Astronomers Propose To Build A Liquid Telescope On The Moon

The achievements of astronomy over the last four centuries are intimately linked to the development of innovative instruments. More and more telescopes are peering into the very limits of the universe in its earliest days. Overcoming those limits, however, requires powerful approaches and an old idea is now being proposed again as a revolutionary project.

A team of astronomers have put forward the idea of the Ultimately Large Telescope. As the name suggests, it would truly push the envelope of science and engineering. The telescope would have a primary mirror 100 meters (330 feet) across, larger than the largest planned telescope in the works. To achieve such a size, the mirror would be made of a reflective liquid that's constantly spinning to achieve the correct parabolic shape.

If all this is not enough, the team propose building it on the Moon. Without the effects of Earth’s atmosphere, the telescope would reach a clarity without equal.

The idea was first proposed in 2008 by a team led by Roger Angel at The University of Arizona, a proposal they referred to as the Lunar Liquid-Mirror Telescope (LLMT). In a paper published in The Astrophysical Journal, Anna Schauer and her team have produced new calculations on the power of such an instrument. They think it would allow astronomers to achieve a goal impossible in the near future: to observe the very first stars in the Universe.

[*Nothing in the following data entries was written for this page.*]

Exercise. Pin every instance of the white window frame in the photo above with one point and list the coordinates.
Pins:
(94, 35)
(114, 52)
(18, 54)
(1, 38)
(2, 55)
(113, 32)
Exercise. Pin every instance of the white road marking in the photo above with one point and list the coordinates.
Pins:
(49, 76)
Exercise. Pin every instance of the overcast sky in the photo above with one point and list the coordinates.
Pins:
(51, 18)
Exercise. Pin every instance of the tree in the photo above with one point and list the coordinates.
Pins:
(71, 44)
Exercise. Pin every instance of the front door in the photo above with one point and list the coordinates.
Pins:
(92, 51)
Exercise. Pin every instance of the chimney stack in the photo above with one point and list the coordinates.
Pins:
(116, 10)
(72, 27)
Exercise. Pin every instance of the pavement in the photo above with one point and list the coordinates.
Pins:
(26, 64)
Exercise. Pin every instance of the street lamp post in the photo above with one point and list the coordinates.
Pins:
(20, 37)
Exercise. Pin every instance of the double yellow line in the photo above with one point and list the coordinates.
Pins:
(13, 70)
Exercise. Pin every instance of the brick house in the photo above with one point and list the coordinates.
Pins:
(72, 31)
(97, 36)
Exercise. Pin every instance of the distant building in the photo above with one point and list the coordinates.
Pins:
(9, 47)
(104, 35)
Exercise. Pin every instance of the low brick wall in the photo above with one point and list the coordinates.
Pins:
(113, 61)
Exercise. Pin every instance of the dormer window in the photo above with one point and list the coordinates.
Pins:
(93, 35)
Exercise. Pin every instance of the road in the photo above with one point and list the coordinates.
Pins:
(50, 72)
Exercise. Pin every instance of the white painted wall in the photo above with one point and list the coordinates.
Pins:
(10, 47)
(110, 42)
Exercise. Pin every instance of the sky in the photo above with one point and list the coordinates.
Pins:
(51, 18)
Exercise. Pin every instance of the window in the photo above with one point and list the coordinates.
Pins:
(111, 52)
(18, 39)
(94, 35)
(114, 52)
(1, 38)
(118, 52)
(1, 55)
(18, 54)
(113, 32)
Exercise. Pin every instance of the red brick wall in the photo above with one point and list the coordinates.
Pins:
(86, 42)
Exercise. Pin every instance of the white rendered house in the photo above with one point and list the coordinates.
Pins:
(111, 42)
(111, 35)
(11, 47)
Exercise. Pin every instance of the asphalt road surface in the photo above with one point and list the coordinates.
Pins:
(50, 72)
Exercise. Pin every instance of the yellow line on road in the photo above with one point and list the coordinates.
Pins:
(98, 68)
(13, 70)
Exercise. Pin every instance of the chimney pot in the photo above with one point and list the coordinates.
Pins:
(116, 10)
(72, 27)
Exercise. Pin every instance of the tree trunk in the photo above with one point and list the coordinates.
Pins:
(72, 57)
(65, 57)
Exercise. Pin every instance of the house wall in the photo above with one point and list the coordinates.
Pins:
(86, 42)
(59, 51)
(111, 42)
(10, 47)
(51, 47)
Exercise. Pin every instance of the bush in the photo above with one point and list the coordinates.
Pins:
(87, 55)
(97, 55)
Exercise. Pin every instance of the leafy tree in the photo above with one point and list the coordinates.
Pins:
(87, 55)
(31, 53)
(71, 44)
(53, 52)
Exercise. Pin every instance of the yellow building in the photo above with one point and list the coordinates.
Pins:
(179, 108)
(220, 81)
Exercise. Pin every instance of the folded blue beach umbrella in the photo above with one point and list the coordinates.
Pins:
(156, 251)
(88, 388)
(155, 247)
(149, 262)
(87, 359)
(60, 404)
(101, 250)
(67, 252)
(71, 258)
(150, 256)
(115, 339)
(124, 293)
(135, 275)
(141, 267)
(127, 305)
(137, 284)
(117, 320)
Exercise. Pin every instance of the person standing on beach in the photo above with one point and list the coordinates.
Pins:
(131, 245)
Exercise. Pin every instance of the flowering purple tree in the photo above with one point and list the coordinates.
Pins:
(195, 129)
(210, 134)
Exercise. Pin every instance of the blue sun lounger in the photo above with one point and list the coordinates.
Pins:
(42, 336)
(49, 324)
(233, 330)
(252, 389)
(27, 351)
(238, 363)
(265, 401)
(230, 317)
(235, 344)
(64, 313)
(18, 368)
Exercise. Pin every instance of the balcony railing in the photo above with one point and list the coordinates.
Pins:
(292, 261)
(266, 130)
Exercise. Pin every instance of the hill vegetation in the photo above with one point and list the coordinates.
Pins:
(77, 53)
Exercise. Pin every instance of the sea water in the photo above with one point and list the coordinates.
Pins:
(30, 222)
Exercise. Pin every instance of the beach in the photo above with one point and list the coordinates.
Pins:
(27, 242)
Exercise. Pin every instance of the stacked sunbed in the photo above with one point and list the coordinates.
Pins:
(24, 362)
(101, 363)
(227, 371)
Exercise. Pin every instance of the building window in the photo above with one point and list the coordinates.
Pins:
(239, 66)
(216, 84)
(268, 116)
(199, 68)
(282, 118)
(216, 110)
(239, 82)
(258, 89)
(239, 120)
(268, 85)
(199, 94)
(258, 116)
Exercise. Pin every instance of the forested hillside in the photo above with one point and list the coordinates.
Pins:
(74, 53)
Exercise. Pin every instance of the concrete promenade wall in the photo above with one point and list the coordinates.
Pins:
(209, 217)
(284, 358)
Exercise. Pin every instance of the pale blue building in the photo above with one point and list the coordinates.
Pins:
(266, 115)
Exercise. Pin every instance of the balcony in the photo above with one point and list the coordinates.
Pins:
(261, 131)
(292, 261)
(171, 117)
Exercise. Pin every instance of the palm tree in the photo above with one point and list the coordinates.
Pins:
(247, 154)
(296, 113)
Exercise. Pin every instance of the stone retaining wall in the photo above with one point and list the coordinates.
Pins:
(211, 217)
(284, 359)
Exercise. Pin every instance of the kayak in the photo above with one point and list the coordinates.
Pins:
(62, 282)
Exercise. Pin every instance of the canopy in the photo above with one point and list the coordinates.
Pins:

“Throughout the history of astronomy, telescopes have become more powerful, allowing us to probe sources from successively earlier cosmic times — ever closer to the Big Bang,” team member Professor Volker Bromm, a theorist who has studied the first stars for decades, said in a statement. “The upcoming James Webb Space Telescope [JWST] will reach the time when galaxies first formed.

"But theory predicts that there was an even earlier time, when galaxies did not yet exist, but where individual stars first formed — the elusive Population III stars. This moment of ‘very first light’ is beyond the capabilities even of the powerful JWST, and instead needs an ‘ultimate’ telescope.”

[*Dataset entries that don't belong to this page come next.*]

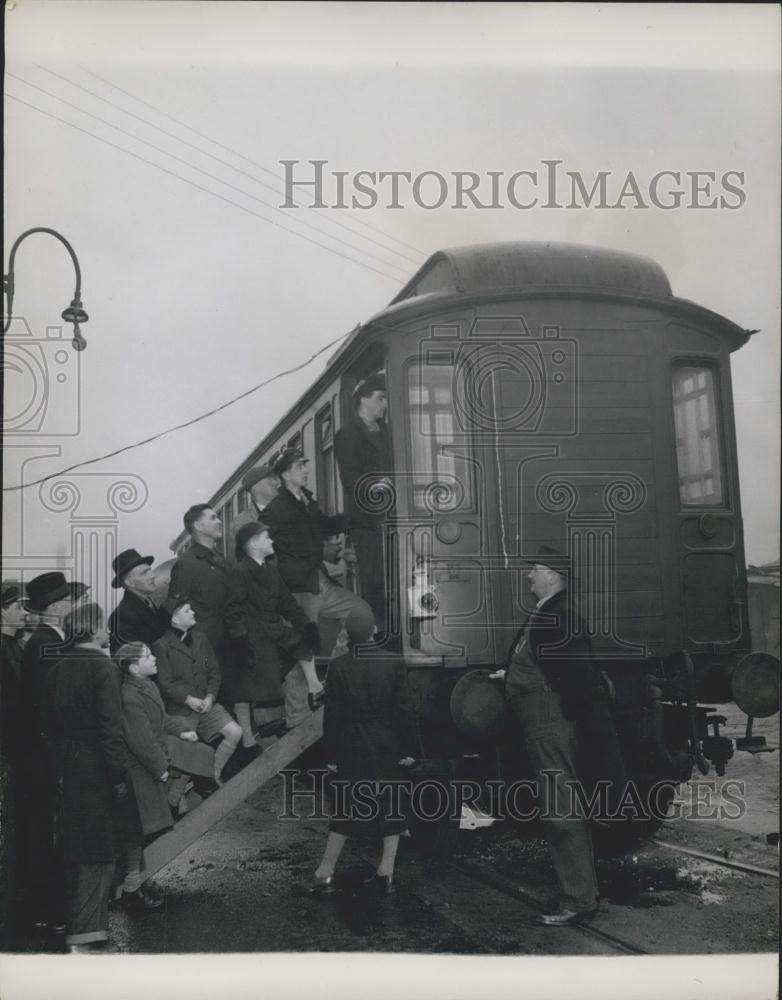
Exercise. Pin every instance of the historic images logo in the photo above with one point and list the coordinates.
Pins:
(549, 185)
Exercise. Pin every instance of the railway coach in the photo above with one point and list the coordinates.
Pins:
(558, 394)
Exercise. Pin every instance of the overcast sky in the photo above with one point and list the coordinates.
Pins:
(197, 288)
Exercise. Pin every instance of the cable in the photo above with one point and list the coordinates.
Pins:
(241, 156)
(206, 190)
(179, 427)
(224, 163)
(200, 170)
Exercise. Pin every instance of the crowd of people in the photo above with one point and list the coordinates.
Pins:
(107, 724)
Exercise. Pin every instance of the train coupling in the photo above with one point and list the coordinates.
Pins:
(716, 747)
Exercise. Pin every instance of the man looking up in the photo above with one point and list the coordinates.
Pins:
(364, 458)
(136, 618)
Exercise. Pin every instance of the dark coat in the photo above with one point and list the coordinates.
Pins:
(262, 610)
(559, 644)
(84, 724)
(200, 578)
(145, 725)
(45, 648)
(361, 452)
(369, 725)
(297, 528)
(185, 670)
(133, 620)
(13, 735)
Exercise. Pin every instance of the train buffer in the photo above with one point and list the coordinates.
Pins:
(195, 823)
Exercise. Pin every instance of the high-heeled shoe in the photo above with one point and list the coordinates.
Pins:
(381, 883)
(322, 886)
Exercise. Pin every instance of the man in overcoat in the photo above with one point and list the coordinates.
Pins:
(555, 693)
(298, 528)
(363, 455)
(136, 618)
(189, 680)
(199, 578)
(51, 597)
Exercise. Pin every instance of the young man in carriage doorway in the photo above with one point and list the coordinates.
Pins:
(363, 453)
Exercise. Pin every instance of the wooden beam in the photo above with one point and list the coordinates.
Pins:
(196, 823)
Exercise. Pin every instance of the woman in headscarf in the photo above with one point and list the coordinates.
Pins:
(98, 818)
(370, 740)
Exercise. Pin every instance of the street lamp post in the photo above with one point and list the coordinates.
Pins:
(74, 313)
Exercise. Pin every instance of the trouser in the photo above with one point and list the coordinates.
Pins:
(88, 903)
(550, 742)
(331, 601)
(368, 542)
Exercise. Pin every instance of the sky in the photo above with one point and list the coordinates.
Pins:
(151, 135)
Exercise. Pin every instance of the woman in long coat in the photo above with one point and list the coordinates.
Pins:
(98, 818)
(145, 725)
(370, 739)
(269, 630)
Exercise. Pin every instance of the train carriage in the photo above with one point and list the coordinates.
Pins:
(544, 393)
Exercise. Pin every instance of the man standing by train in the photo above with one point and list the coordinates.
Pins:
(555, 693)
(363, 455)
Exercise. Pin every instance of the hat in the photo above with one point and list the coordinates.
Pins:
(12, 592)
(374, 383)
(477, 705)
(245, 533)
(125, 562)
(249, 479)
(552, 558)
(287, 459)
(47, 588)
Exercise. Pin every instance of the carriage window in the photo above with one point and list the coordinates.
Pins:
(324, 437)
(439, 473)
(698, 450)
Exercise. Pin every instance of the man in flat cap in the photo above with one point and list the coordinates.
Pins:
(298, 528)
(136, 618)
(263, 485)
(51, 597)
(363, 455)
(555, 692)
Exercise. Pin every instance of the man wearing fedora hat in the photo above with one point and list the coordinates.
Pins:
(136, 618)
(51, 597)
(554, 691)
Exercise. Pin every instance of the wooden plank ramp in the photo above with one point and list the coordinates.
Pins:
(198, 821)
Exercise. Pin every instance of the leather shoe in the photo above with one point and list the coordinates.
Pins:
(381, 883)
(563, 916)
(139, 902)
(322, 886)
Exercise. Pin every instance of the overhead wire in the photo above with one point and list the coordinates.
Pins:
(225, 163)
(200, 187)
(182, 426)
(200, 170)
(241, 156)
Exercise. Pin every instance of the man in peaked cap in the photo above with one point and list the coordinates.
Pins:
(263, 485)
(555, 693)
(136, 618)
(51, 597)
(363, 453)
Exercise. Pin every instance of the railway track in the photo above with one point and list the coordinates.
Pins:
(477, 874)
(715, 859)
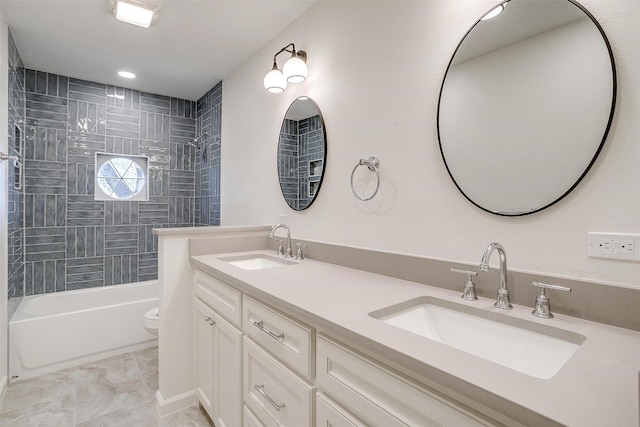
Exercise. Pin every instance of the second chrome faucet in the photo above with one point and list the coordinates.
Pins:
(502, 300)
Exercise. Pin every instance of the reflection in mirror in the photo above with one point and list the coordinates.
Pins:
(526, 105)
(301, 153)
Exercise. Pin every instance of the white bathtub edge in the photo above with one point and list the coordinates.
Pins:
(166, 407)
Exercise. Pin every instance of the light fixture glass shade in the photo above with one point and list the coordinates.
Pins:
(295, 70)
(274, 81)
(133, 13)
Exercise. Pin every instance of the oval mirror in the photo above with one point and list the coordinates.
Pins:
(302, 149)
(526, 105)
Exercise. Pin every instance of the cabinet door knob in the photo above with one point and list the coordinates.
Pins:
(260, 325)
(260, 388)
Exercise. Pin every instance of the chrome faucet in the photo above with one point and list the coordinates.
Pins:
(502, 300)
(287, 254)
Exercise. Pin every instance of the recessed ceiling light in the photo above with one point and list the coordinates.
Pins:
(126, 74)
(493, 12)
(135, 12)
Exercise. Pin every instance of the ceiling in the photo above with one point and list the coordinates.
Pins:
(193, 45)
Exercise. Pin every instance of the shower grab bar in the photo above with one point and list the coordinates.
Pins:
(17, 161)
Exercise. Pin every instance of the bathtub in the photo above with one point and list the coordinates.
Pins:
(61, 330)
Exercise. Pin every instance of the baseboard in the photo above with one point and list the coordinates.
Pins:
(3, 388)
(165, 407)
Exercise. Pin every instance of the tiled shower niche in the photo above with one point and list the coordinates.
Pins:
(71, 240)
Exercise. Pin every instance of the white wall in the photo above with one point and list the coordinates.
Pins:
(4, 124)
(375, 71)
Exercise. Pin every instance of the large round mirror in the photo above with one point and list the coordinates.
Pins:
(526, 104)
(302, 152)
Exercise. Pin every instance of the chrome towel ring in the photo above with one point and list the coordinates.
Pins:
(372, 164)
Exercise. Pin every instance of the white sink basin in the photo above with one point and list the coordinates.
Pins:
(256, 261)
(528, 347)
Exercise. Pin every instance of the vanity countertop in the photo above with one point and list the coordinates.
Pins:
(599, 385)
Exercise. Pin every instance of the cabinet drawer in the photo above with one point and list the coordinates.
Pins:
(223, 299)
(381, 398)
(277, 396)
(285, 338)
(329, 414)
(250, 420)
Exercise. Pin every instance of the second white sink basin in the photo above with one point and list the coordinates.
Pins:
(256, 261)
(528, 347)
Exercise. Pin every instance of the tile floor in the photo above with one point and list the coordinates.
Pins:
(119, 391)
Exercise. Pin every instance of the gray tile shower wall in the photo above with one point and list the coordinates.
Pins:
(71, 240)
(207, 158)
(15, 180)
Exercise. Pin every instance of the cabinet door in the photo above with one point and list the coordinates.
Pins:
(204, 355)
(328, 414)
(227, 374)
(277, 396)
(250, 420)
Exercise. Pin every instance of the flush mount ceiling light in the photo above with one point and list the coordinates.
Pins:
(135, 12)
(493, 12)
(294, 70)
(126, 74)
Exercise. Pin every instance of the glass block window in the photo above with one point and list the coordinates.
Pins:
(121, 177)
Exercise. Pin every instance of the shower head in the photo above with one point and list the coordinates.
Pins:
(196, 141)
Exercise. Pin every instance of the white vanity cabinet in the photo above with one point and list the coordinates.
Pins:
(218, 352)
(378, 396)
(276, 350)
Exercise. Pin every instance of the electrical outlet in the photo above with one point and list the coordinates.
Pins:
(622, 246)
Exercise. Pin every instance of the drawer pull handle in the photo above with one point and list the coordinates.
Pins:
(260, 388)
(260, 325)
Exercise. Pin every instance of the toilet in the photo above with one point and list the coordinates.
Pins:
(151, 321)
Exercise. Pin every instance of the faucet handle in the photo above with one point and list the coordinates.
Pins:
(299, 254)
(280, 247)
(469, 292)
(543, 307)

The telescope would be placed in a crater near the South Pole of the Moon. It would be stationary, always studying the same patch of sky but collecting enough light to pierce the obscurity of the Cosmic Dark Ages and collect the (now) dim light of these distant stars from over 13 billion years ago.

Why waste good money on a fiendishly expensive glass mirror for a huge telescope, when you can have a cheaper, flawless mirror simply by spinning a pool of mercury?

The idea of a liquid mirror is an old one, and some experimental liquid-mirror telescopes have been built. But the potential of the concept for astronomy is only now reaching fruition. The world’s first dedicated astronomical observatory with a liquid-mirror telescope at a top-class observing site is expected to come online in 2009.

The International Liquid Mirror Telescope will have a liquid mirror 4 metres wide. With funding from Belgium and Canada, the telescope will scan the skies from a mountaintop site in northern India.

Another group is studying the possibility of constructing a telescope with a liquid mirror twice as wide, and there are even proposals to put a liquid-mirror telescope on the Moon.

What is a liquid-mirror telescope and how does it work?

The concept is simple: spin a pool of liquid and its surface curves into a parabolic shape – by coincidence, exactly the shape needed for a telescope mirror to focus light. Using a reflective liquid like mercury, a telescope mirror can be made quickly and relatively inexpensively.

What are the advantages of a liquid-mirror telescope?

Liquid mirrors are lighter, simpler and much less time-consuming to construct. They can be built for just a tenth of the cost of a conventional glass telescope mirror.

So why haven’t liquid-mirror telescopes already replaced regular telescopes?

The major limitation of liquid-mirror telescopes is that they can only look straight up, so they can only observe what passes directly overhead.

What kind of observations are liquid-mirror telescopes suited for?

They are ideal for sky surveys. For example, an 8-metre telescope at the right location could observe 1 billion galaxies, just by staring at the strip of sky that passes overhead. It would also detect large numbers of supernovae, which would allow astronomers to better determine the properties of dark energy – the baffling effect that makes the expansion of the universe accelerate.

What liquid-mirror telescopes are being planned?

In addition to the ILMT, Arlin Crotts of Columbia University in New York, US, is leading design studies for a proposed Earth-based 8-metre telescope called ALPACA (Advanced Liquid-mirror Probe of Astrophysics, Cosmology and Asteroids). The ultimate liquid-mirror telescope could one day be constructed on the Moon, with a diameter of 20 to 100 metres, which would offer insight into the formation of galaxies in the very early universe. A Canadian team is studying the possibility of a smaller 2-metre liquid-mirror telescope for the Moon as a step towards this.

What does the future hold for liquid-mirror telescopes?

Ermanno Borra of Laval University in Quebec City, Canada, and his colleagues are developing reflective liquids with high viscosity that could allow liquid mirrors to tilt up to 30 degrees from vertical, opening up much more of the sky to their gaze.

As astronomers push for larger and larger telescopes, their costs are increasing accordingly, making liquid mirrors more and more attractive, Borra says.

“If you go back to the beginning of the 20th century, it was mostly the refracting [lens-based] telescopes that were used and it took some time for glass mirrors to take over,” he told New Scientist. “My feeling is that we’re going to see the same thing with liquid mirrors.”